W tamtym tygodniu podzieliłam się z Wami moimi wrażeniami na temat kosmetyków Tołpa - micela i toniku-mgiełki z serii Białe Kwiaty oraz płynu do higieny intymnej. We wstępie nakreśliłam pokrótce moją przygodę z kosmetykami tej marki, więc żeby nie powtarzać, odsyłam Was do niego: Odkrywam Tołpę cz. 3. W czwartej, póki co ostatniej części przedstawię Wam kilka kremów do twarzy, z których dwa już zużyłam jakiś czas temu, kolejne dwa są na wykończeniu, a i w ostatnich niewiele zostało: Lipidro, Provivo 35+ lekki, Biały hibiskus na dzień i na noc i Czarna róża na dzień i na noc. Moim typem okazał się zaledwie jeden z nich, który wcześniej poznałam dzięki próbce.
Jeszcze istotna uwaga od producenta: wszystkie kremy z Tołpy należy zużyć w ciągu 3 miesięcy od otwarcia.
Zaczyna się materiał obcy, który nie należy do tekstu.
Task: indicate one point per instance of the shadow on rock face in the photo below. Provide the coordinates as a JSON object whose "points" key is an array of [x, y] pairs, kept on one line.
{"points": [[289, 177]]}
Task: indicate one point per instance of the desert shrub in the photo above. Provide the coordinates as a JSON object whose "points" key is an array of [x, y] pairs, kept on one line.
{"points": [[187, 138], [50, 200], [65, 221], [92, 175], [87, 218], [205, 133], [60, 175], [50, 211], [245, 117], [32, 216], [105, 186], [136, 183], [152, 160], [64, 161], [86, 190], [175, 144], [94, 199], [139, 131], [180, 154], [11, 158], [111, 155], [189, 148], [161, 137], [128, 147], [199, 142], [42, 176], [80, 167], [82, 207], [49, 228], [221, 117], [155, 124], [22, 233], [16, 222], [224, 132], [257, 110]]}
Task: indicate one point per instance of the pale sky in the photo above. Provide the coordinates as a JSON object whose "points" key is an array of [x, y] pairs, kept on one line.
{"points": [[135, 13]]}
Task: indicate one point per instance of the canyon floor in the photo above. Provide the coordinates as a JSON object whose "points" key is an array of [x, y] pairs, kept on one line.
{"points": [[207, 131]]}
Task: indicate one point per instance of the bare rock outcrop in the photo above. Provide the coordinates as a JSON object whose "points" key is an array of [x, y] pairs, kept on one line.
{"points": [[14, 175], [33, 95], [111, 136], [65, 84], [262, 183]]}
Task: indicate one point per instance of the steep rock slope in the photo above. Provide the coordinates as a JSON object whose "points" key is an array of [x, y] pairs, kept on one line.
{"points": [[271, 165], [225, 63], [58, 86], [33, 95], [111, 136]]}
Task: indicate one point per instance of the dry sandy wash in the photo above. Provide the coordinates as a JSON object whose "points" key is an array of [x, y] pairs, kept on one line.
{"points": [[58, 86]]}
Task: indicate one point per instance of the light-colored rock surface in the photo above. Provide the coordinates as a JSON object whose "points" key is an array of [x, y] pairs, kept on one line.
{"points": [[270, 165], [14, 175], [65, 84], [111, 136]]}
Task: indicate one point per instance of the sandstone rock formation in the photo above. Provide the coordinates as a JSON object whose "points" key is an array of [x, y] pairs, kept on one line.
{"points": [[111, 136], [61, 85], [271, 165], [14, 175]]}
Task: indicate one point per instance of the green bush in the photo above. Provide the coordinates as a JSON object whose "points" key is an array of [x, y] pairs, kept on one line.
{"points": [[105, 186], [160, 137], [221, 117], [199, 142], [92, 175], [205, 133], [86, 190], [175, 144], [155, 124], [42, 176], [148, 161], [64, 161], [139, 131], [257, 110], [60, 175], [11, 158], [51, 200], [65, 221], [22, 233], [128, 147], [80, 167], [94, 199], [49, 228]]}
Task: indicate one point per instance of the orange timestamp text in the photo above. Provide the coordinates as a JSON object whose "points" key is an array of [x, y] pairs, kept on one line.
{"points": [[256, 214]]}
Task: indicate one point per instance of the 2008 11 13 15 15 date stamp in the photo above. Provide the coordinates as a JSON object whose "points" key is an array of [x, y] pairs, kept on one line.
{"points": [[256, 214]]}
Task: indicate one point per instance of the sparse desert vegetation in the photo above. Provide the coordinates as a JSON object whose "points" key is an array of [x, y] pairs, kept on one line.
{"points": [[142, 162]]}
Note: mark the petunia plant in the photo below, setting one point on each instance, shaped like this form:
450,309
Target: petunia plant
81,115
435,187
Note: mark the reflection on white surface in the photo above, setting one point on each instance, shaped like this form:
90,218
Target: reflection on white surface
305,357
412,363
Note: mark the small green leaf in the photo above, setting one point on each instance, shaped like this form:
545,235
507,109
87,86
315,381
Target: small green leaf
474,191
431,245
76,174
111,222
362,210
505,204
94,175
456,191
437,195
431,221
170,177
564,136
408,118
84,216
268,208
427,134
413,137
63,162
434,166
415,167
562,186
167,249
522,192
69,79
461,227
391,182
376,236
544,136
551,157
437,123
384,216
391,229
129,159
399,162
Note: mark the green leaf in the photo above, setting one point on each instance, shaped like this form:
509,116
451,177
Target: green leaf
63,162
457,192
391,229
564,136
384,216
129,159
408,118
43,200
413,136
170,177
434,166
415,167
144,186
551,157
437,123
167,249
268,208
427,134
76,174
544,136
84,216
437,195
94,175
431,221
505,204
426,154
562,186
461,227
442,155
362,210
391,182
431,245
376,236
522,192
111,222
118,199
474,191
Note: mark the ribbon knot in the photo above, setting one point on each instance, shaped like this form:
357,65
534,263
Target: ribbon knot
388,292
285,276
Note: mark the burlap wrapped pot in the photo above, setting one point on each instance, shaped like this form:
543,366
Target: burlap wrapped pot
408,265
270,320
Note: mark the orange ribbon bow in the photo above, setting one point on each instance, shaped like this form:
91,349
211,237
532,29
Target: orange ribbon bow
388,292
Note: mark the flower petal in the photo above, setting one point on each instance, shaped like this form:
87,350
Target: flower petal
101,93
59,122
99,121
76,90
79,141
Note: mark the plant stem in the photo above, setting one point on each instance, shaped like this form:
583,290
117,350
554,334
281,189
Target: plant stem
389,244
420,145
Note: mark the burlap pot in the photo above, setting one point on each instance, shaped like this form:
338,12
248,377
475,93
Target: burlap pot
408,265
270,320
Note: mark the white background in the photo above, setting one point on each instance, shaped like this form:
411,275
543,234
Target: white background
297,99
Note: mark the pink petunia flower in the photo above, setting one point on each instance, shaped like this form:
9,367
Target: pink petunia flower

U mnie różnie z tym bywało ;)
Tołpa krem do twarzy Lipidro Provivo 35+ lekki Biały hibiskus na dzień na noc i Czarna róża na dzień

Tołpa Dermo Face - Lipidro

Pojemność: 40ml || cena: 39,99 zł
__________________________________ 
Tołpa Dermo Face krem do twarzy Lipidro
Intensywnie odżywia i regeneruje skórę. Usuwa szorstkość skóry i reguluje proces rogowacenia. Wspomaga odbudowę bariery ochronnej i mikrouszkodzeń naskórka. Nawilża, eliminuje uczucie ściągnięcia i zapewnia komfort. Wygładza, przywraca elastyczność i łagodzi podrażnienia. Zapobiega przedwczesnemu starzeniu się skóry, opóźnia pojawienie się zmarszczek. Chroni przed negatywnym wpływem środowiska.
SKŁAD: Aqua, Coco-Caprylate, Glycerin, Isostearyl Lactate, Persea Gratissima (Avoca-do) Oil, Simmondsia Chinensis (Jojoba) Seed Oil, Butyrospermum Parkii (Shea Butter), Cetearyl Alcohol, Peat Extract, Sodium Hyaluronate, Macadamia Terni-folia Seed Oil, Caprylic/ Capric Triglyceride, Pentaerythrityl Distearate, Parfum, Ceteareth-20, Honey Extract, Squalane, Cera Alba, Panthenol, Allantoin, Alumi-num Starch Octenylsuccinate, Sodium Citrate, Carbomer, Sodium Polyacrylate, Sodium Hydroxide, Disodium EDTA, Xanthan Gum, Benzyl Alcohol, Salicylic Acid, Sorbic Acid.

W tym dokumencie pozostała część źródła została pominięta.